Works Cited

Not all allusions in Late Migrations are cited in the text. Here is a list of those that aren’t:

p. 2: The title is a paraphrase of “Nature, red in tooth and claw” from “In Memoriam” by Alfred, Lord Tennyson.

p. 9: The phrase “Life piled on life” appears in “Ulysses” by Alfred, Lord Tennyson.

p. 30: The final two sentences of “The Snow Moon” are an echo of “mon semblable,—mon frère!” from Charles Baudelaire’s Les Fleurs du mal.

p. 45: Barney Beagle Plays Baseball, a beginning reader by Jean Bethell, was first published in 1963.

p. 51: “Operation Apache Snow” was a US offensive launched on May 10, 1969, against the North Vietnamese that resulted in massive casualties on both sides.

p. 54: The title is a quotation from the poem “Tell Me a Story” by Robert Penn Warren.

p. 58: In the first sentence, “heavy bored” is an allusion to “Dream Song 14” by John Berryman.

p. 58: The Bible passage that closes the first paragraph is Mark 11:23.

p. 69: The “Beatitudes” commonly refers to a set of teachings delivered by Jesus in the Sermon on the Mount.

p. 72: “Ev’ry Time We Say Goodbye” is a song written by Cole Porter and recorded by Ella Fitzgerald, among others.

p. 78: “The world is too much with us” is an allusion to William Wordsworth’s sonnet of the same title.

p. 80: The title of this essay alludes to a line from W. H. Auden’s poem “Musée des Beaux Arts.”

p. 85: The description of my mother as someone who never prepared for gardening is an echo of E. B. White’s description of his wife, Katharine S. White, in an introduction to her book, Onward and Upward in the Garden.

p. 95: Annie Dillard’s essay is “Total Eclipse,” first published in 1982.

p. 96: The song I mention in the penultimate paragraph of this essay is “Ring of Fire,” written by June Carter and Merle Kilgore and made famous by Johnny Cash.

p. 98: The short story we read in class, I later learned, is “Brandenburg Concerto” by Lawrence Dorr.

p. 110: In the final paragraph, “goldengrove unleaving” is an allusion to “Spring and Fall,” a poem by Gerard Manley Hopkins.

p. 114: “Shaking the caked red dirt from my sandals” is an echo of Matthew 10:14.

p. 116: The title of this essay is an allusion to a line from William Shakespeare’s “Sonnet LXXIII.”
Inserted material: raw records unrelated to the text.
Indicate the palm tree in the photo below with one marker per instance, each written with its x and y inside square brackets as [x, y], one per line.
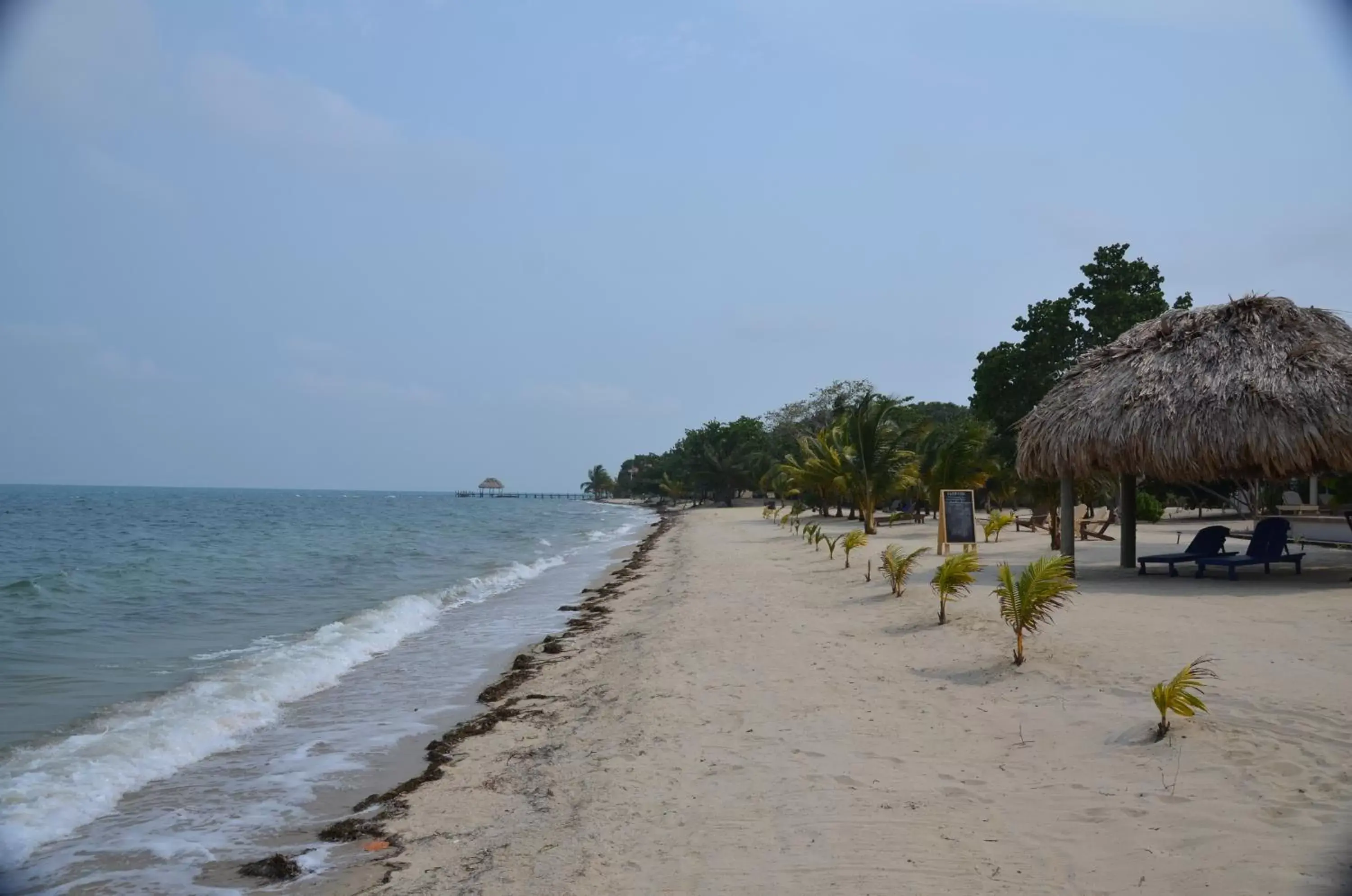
[817, 468]
[1182, 694]
[598, 483]
[898, 567]
[956, 456]
[854, 538]
[875, 433]
[1043, 587]
[954, 577]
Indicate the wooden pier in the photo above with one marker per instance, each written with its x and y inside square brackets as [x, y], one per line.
[559, 496]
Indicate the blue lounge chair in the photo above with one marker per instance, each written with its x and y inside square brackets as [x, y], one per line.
[1208, 542]
[1266, 548]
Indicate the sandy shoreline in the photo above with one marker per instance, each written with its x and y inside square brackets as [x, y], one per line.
[754, 718]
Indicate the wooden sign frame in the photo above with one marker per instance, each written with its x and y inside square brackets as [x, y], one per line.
[943, 519]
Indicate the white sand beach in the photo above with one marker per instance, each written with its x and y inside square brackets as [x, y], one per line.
[756, 719]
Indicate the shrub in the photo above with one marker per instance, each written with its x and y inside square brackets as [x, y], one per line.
[1148, 508]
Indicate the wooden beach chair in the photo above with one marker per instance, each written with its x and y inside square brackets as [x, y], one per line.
[1267, 546]
[1087, 530]
[1293, 503]
[1208, 542]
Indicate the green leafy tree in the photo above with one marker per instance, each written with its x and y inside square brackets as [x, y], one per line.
[724, 460]
[956, 456]
[1013, 378]
[598, 483]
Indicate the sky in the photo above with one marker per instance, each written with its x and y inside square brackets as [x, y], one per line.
[407, 245]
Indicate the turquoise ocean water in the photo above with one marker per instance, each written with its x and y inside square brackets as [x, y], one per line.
[183, 672]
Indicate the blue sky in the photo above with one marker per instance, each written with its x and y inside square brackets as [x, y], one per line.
[363, 244]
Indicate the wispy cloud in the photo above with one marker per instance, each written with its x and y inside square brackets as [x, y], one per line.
[83, 347]
[676, 50]
[126, 179]
[314, 126]
[284, 113]
[87, 65]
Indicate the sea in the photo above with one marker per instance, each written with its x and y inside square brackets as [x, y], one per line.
[191, 679]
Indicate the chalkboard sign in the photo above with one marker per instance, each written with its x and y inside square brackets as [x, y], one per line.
[959, 517]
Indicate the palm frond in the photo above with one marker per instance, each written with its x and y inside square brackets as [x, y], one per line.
[952, 580]
[1029, 602]
[854, 538]
[1182, 694]
[997, 522]
[898, 567]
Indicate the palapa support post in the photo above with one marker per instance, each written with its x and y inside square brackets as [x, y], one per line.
[1127, 511]
[1069, 519]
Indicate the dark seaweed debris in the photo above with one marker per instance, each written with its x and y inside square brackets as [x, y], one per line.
[276, 867]
[352, 829]
[441, 750]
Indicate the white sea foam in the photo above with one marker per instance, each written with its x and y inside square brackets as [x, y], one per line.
[46, 792]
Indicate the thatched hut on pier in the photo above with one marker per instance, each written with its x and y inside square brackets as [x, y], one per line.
[1256, 387]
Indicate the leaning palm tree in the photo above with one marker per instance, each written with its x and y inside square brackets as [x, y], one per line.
[854, 538]
[816, 468]
[875, 434]
[898, 567]
[1182, 694]
[1028, 602]
[952, 580]
[598, 483]
[956, 456]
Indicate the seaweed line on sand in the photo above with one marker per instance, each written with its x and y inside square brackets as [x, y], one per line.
[440, 753]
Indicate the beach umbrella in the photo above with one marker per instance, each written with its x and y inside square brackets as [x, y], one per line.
[1256, 387]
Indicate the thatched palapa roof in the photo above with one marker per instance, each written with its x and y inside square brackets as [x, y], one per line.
[1255, 387]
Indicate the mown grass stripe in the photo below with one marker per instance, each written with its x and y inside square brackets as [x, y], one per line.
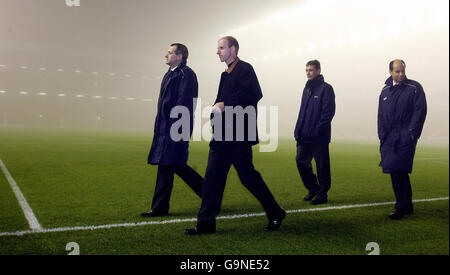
[231, 217]
[29, 215]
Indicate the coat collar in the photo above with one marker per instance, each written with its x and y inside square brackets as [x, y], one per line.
[315, 82]
[390, 82]
[233, 65]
p. 116: “Nothing gold can stay” is an allusion to Robert Frost’s poem of the same title.

p. 118: “Heart of Greyhound darkness” is an allusion to Joseph Conrad’s novel Heart of Darkness.

p. 129: “The fog comes on little cat feet” is an allusion to “Fog” by Carl Sandburg.
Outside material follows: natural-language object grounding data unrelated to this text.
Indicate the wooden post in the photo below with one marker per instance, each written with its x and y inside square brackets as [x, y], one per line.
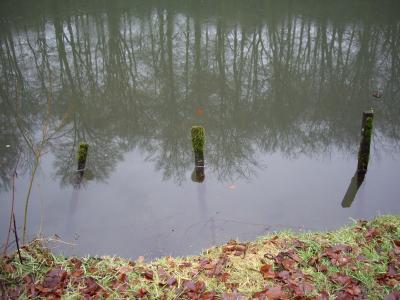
[366, 134]
[352, 190]
[82, 155]
[198, 141]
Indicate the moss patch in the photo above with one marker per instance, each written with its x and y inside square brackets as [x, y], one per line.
[82, 152]
[198, 138]
[361, 261]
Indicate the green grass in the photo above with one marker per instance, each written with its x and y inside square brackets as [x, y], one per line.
[370, 249]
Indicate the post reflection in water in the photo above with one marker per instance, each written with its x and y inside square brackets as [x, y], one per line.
[263, 78]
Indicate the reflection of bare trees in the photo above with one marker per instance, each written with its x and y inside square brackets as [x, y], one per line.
[130, 78]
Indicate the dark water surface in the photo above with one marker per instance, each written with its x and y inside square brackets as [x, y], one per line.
[279, 86]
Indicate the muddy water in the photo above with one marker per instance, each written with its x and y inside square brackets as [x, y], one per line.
[279, 88]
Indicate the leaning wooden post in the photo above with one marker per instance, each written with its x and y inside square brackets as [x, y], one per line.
[198, 141]
[82, 155]
[366, 134]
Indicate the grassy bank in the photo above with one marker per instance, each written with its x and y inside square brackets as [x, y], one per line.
[356, 262]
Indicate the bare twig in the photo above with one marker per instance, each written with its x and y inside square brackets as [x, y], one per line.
[16, 239]
[14, 174]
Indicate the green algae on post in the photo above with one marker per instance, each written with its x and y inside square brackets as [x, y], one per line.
[198, 141]
[365, 144]
[82, 155]
[198, 138]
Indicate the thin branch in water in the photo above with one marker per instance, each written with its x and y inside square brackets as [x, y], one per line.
[16, 239]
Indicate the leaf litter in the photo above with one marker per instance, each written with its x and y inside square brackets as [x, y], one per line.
[361, 261]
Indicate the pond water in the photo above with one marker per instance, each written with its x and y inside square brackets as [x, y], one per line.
[279, 87]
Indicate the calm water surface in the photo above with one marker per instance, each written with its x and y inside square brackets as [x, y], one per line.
[279, 87]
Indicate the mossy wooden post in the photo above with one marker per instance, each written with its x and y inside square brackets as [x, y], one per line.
[366, 134]
[198, 141]
[82, 155]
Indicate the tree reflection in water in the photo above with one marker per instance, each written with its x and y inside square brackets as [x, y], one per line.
[130, 76]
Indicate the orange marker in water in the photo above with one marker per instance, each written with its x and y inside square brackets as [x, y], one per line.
[200, 111]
p. 131: The title refers to an observation commonly attributed to Aristotle.

p. 132: “Two by Two” refers to the way the animals entered Noah’s ark in Genesis 7:9.

p. 138: The title of this essay quotes a line from W. H. Auden’s poem, “Musée des Beaux Arts.”

p. 151: “He Is Not Here” is a quote from the Biblical Easter story.

p. 159: “You Can’t Go Home Again” echoes the title of a novel by Thomas Wolfe.

p. 163: The title of this essay echoes repeated exhortations throughout the Bible.

p. 166: “Dust to Dust” echoes Ecclesiastes 3:20.

p. 175: “Homeward Bound” echoes the title of a 1993 film about three family pets making their way home after an unexpected separation from their people.

p. 187: “No Exit” echoes the title of a play by Jean-Paul Sartre.

p. 195: “Nevermore” is the word the bird repeats throughout Edgar Allan Poe’s poem “The Raven.”

p. 219: “Holy, Holy, Holy,” is the title of a Christian hymn published in 1826 by Reginald Heber.

A final note: “In Which My Grandmother Tells the Story of the Day She Was Shot” is an edited version of an essay my grandmother wrote in 1983 that was never published. All the other essays in her voice are transcripts of interviews my brother conducted with her in 1990. The excerpts are faithful to the original recordings except where slight changes—adding names, for example, or omitting repetition—contribute significantly to understanding.